Date on Master's Thesis/Doctoral Dissertation

8-2023

Document Type

Master's Thesis

Degree Name

M.S.

Department

Computer Engineering and Computer Science

Degree Program

Computer Science, MS

Committee Chair

Nasraoui, Olfa

Committee Co-Chair (if applicable)

Karem, Andrew

Committee Member

Karem, Andrew

Committee Member

Popa, Dan

Author's Keywords

recommender systems; deep learning; large language models; deep learning; machine learning; conversational recommender systems

Abstract

Recommendation algorithms have become an absolute necessity in the modern world to avoid information overload.
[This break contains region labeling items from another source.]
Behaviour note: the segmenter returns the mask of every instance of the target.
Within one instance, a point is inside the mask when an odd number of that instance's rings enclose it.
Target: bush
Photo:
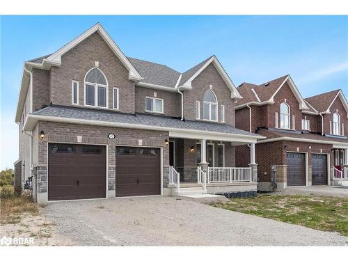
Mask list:
[[[13,185],[14,172],[13,169],[6,168],[0,172],[0,186]]]
[[[13,186],[1,186],[0,187],[0,198],[10,198],[15,196],[15,188]]]

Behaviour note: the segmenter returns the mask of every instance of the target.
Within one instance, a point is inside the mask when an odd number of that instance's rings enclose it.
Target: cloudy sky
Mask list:
[[[179,72],[215,54],[236,86],[290,74],[304,97],[338,88],[348,95],[347,16],[2,16],[0,169],[18,158],[23,62],[98,22],[127,56]]]

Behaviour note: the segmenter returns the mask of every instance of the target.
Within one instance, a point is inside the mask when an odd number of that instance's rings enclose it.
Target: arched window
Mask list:
[[[204,95],[203,119],[217,120],[217,99],[212,90],[208,90]]]
[[[290,128],[290,107],[285,102],[280,104],[280,128]]]
[[[335,135],[340,135],[341,134],[341,117],[337,112],[333,113],[333,134]]]
[[[106,107],[108,84],[104,73],[99,68],[92,68],[85,77],[85,105]]]

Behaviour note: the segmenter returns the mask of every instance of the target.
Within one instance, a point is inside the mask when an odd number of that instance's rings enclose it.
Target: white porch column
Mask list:
[[[207,140],[200,140],[200,164],[207,164]]]
[[[255,164],[255,143],[250,144],[250,164]]]

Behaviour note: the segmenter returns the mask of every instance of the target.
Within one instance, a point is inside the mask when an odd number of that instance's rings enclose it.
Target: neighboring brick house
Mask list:
[[[253,193],[255,144],[262,137],[235,127],[241,98],[215,56],[180,73],[125,56],[97,24],[25,63],[15,118],[17,184],[32,178],[41,204]],[[251,144],[252,157],[245,168],[233,168],[241,144]]]
[[[256,144],[258,190],[331,184],[340,177],[348,165],[348,105],[342,90],[303,99],[290,75],[243,83],[237,90],[243,99],[236,103],[236,127],[267,138]],[[246,145],[237,147],[236,166],[246,164],[249,155]]]

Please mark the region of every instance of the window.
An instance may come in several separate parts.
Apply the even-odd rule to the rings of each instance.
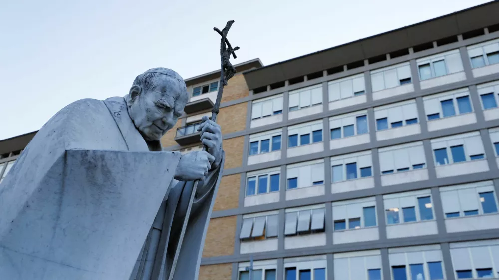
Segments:
[[[218,90],[218,82],[214,82],[208,85],[196,87],[192,89],[192,96],[197,96],[200,94],[208,93]]]
[[[322,104],[322,85],[315,85],[289,92],[289,111]]]
[[[376,208],[374,206],[364,207],[363,212],[364,226],[366,227],[375,227],[376,226]]]
[[[388,119],[387,118],[378,119],[376,120],[376,128],[378,130],[388,129]]]
[[[468,48],[473,68],[499,63],[499,45],[497,40],[486,42]]]
[[[346,179],[357,179],[357,163],[346,164]]]
[[[496,205],[496,199],[493,191],[479,193],[480,202],[484,214],[497,213],[498,208]]]
[[[357,134],[367,133],[367,116],[357,117]]]
[[[371,82],[373,92],[409,84],[411,83],[411,68],[409,63],[372,71]]]
[[[371,172],[370,167],[360,168],[360,177],[361,178],[371,177],[371,176],[372,176],[372,173]]]
[[[459,50],[454,50],[416,60],[421,81],[462,72]]]
[[[442,262],[428,262],[428,270],[430,271],[430,280],[444,279],[442,271]]]
[[[386,222],[389,225],[393,224],[398,224],[399,220],[399,208],[390,208],[387,209],[386,211]]]
[[[461,162],[466,161],[465,156],[465,150],[463,145],[451,147],[451,153],[452,154],[452,160],[454,163]]]
[[[282,113],[283,95],[279,94],[253,102],[251,120],[257,120]]]
[[[435,153],[435,161],[437,162],[437,166],[449,163],[449,159],[447,158],[447,149],[445,148],[438,149],[434,150],[433,152]]]
[[[468,95],[458,97],[456,99],[458,101],[458,108],[459,114],[464,114],[471,112],[471,104],[470,103],[470,97]]]
[[[423,270],[423,264],[409,265],[411,277],[414,280],[424,280],[425,273]]]
[[[328,83],[330,102],[363,95],[365,93],[364,74],[348,77]]]
[[[322,141],[322,130],[318,130],[312,132],[312,141],[314,143]]]
[[[496,102],[496,99],[494,98],[494,94],[493,93],[486,93],[480,96],[482,99],[482,103],[483,105],[484,110],[490,108],[495,108],[498,107]]]
[[[405,207],[402,208],[404,215],[404,222],[416,222],[416,207]]]
[[[407,280],[405,266],[392,266],[392,272],[393,273],[393,280]]]
[[[276,135],[272,137],[272,151],[280,150],[281,136]]]
[[[432,200],[429,196],[418,197],[418,205],[419,206],[419,216],[422,221],[433,219]]]
[[[440,101],[440,104],[442,105],[442,111],[443,113],[444,117],[449,117],[456,115],[452,99],[448,99],[447,100]]]
[[[331,129],[331,139],[341,138],[341,128],[336,128]]]
[[[270,151],[270,140],[265,139],[265,140],[262,140],[260,143],[261,145],[261,148],[260,150],[260,153],[263,153],[264,152],[268,152]]]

However, the interaction between the human and the system is largely superficial and without any real contact. If you are given poor recommendations, you have no choice but to sift through mountains of content on your own until the model learns to accommodate your tastes more. This is bad for business as well as the consumer. Recently, large language models like ChatGPT have seen a significant rise in popularity due to their ease of use and wide range of knowledge. It has now become nearly as easy to ask ChatGPT a question as it is to search for it online yourself. Due to their domain knowledge and transferability, they have frequently been evaluated as possible tools for recommendation in recent years. However, most existing studies exploring LLM as recommendation agents focus only on a single input/output basis; neglecting one of the major benefits that LLM have expanded upon. That is, the ability to converse and respond to feedback dynamically. In this thesis we investigate how effective ChatGPT is as a recommender in its natural use case: as a conversational, direct top-n recommendation system. We build an evaluation pipeline around ChatGPT that allows us to provide iterative feedback throughout the course of a conversation to simulate how a user would actually interact with it. We additionally explore whether popularity bias is present in ChatGPT's recommendations, and how it compares against baseline models. Our findings indicate that reprompting ChatGPT with feedback on its recommendations has a signficant impact on precision. Lastly, we show that popularity bias is present in ChatGPT's recommendations but can be easily mitigated through a combination of prompt engineering and raising the temperature parameter of the model.